Pebble founder Migicovsky shares insights on smart watch market, Apple Watch, and Android Wear

Eric Migicovsky is a smart watch pioneer. His new Pebble Time kickstarter has raised over $16 million and Pebble has sold more than a million watches. He has a rare voice of experience and insight into what Android Wear has done and what Apple brings to the market.

Barron’s interview with Migicovsky is an interesting read. A few excerpts:

Notifications are fun and useful and wonderful, but it’s not the only part of the future. The real thing is, the number one reason, is to tell the time. When you look down at your wrist, you have to be able to see what time it is. But more important, what’s the context around time? Am I late? Am I early? What’s the traffic like?

On Pebble’s pins in a timeline interface:

What is important is not the app but the content of the app. If you overlay it on top of time, everything clicks. You see these pins on your timeline, and you could have 20 different ones, but it won’t be complicated.
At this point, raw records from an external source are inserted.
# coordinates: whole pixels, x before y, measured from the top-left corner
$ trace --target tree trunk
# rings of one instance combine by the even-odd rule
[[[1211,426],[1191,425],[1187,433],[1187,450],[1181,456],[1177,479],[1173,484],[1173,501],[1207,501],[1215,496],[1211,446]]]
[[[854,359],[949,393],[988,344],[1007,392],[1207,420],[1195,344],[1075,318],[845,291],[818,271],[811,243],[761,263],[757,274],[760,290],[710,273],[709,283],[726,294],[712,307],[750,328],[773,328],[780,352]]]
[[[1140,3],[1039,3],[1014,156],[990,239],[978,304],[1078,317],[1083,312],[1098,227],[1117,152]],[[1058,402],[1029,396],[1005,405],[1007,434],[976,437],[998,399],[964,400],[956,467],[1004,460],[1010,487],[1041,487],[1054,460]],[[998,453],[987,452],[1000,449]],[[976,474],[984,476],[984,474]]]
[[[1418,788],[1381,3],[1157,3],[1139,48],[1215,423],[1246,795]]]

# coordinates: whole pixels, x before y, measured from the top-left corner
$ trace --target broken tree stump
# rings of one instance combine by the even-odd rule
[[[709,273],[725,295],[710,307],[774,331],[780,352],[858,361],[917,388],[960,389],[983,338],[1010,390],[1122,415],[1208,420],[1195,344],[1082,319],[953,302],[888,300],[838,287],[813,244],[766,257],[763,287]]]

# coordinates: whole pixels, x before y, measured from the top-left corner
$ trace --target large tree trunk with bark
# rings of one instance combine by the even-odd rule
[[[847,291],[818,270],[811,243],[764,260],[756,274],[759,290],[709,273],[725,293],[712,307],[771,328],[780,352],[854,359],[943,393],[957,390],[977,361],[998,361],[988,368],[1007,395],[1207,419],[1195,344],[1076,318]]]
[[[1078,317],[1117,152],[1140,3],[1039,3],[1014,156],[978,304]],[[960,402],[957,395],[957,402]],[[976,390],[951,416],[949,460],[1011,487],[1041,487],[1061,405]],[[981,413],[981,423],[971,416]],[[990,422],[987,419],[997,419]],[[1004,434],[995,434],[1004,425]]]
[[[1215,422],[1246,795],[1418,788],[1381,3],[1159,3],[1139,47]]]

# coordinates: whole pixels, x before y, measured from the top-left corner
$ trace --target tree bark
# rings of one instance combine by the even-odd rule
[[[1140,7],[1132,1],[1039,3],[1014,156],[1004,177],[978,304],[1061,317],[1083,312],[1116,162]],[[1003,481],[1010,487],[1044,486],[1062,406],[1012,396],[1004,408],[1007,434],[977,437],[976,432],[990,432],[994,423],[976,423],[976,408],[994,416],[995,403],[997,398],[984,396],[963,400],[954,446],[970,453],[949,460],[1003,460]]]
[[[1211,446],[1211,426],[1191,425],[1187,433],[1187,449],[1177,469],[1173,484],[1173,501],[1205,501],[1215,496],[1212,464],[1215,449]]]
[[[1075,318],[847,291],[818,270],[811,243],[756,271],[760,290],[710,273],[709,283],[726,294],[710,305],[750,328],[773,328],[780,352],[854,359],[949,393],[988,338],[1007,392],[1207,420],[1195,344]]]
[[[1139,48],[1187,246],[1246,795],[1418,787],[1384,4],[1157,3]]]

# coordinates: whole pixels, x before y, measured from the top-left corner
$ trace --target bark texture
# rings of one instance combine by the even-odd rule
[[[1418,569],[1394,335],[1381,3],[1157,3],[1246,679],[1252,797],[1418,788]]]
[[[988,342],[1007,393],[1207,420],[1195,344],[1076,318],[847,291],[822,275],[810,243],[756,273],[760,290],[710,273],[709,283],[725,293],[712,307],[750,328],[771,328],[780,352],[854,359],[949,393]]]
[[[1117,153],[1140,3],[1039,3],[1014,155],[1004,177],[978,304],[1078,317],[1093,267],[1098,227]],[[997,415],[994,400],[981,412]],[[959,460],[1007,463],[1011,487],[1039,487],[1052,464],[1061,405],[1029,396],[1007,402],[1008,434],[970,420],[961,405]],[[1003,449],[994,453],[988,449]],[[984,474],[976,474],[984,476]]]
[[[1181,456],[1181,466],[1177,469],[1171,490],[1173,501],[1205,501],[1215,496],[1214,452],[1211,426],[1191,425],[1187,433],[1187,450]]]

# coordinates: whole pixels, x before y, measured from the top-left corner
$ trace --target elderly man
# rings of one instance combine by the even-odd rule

ESPN is taking the idea of the current engine, where you follow teams that you like. They are putting that into the past, present and future organization. So, you have a single pin from a provider like ESPN that in future, exists as a heads-up of when a game starts. In the present, that pin traverses time and becomes a real-time score keeper. In the past, that exists as a record keeper. It’s time-based context.

On Android Wear and the slow moving smart watch market:

We have a million users, the biggest smartwatch population. Android Wear, I don’t think anyone ever respected them. They didn’t have any new ideas. I like their voice responses, though. We looked at that. The benefit we have are passionate users that care. Looking at the competition, it’s crazy that we launched three years ago and it’s taken people this long to launch their first.

On sales:

The only one that has a chance of selling a lot is Apple Watch. If you look at the numbers from [research firm] NPD for the holiday quarter, Pebble outsold everyone else including Samsung. We were twice the volume of Motorola [360] in terms of units. All the other ones are smaller footnotes at the bottom. It’s cheap to make a watch but they don’t actually get sold.

And on taking on Apple:

I think Apple is a massive competitor. They are Apple, and there’s no reason to underestimate the power they have. We are specifically doing things Apple can’t do, like having a battery life of 10 days, like having this new interface, being waterproof, working with both [Google’s] Android and with iOS.

Good stuff. I think Migicovsky has Pebble right where it needs to be, a real sweet spot in the market.